La construcción cultural del miedo moderno
El fenómeno que se originó con Onania se puede entender como un giro cultural profundo: hasta principios del siglo XVIII, la masturbación rara vez ocupaba un lugar central en debates médicos o éticos. Después de Onania, se convirtió en un tema de preocupación social popular, un punto de ansiedad moral y un símbolo de la tensión entre deseo individual y normas colectivas.

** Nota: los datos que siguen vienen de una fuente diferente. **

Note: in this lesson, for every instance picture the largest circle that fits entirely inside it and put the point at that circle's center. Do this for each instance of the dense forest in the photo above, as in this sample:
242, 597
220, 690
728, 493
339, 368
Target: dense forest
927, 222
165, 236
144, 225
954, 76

Historiadores como Thomas Laqueur han argumentado que este pánico fue parte de una construcción histórica de la masturbación como problema moderno, no simplemente un prejuicio religioso antiquísimo, sino una narrativa cultural que surgió en un contexto específico de Ilustración, medicina emergente y moralidad burguesa. Esta construcción persistió durante siglos, incluso mientras las actitudes hacia la sexualidad evolucionaban en otros campos.
Un legado ambiguo
La herencia de Onania se siente aún hoy en ciertas resistencias culturales y en discursos que asocian la masturbación con culpa, culpa somática o temor a efectos físicos negativos, incluso cuando la evidencia científica moderna —centrada en salud sexual positiva y bienestar— lo contradice. La historia del panfleto nos recuerda que las ideas sobre lo que es natural, peligroso o moral no nacen sólo de la ciencia, sino de narrativas culturales que tienen sus propias genealogías y miedos.
La paradoja es clara: el miedo moderno al autoerotismo, tan extendido en discursos sobre salud y deseo en la cultura occidental, no fue una constante eterna, sino un constructo específico con raíces documentables en un panfleto alarmista del siglo XVIII, y en las interpretaciones que siguieron durante los siglos siguientes.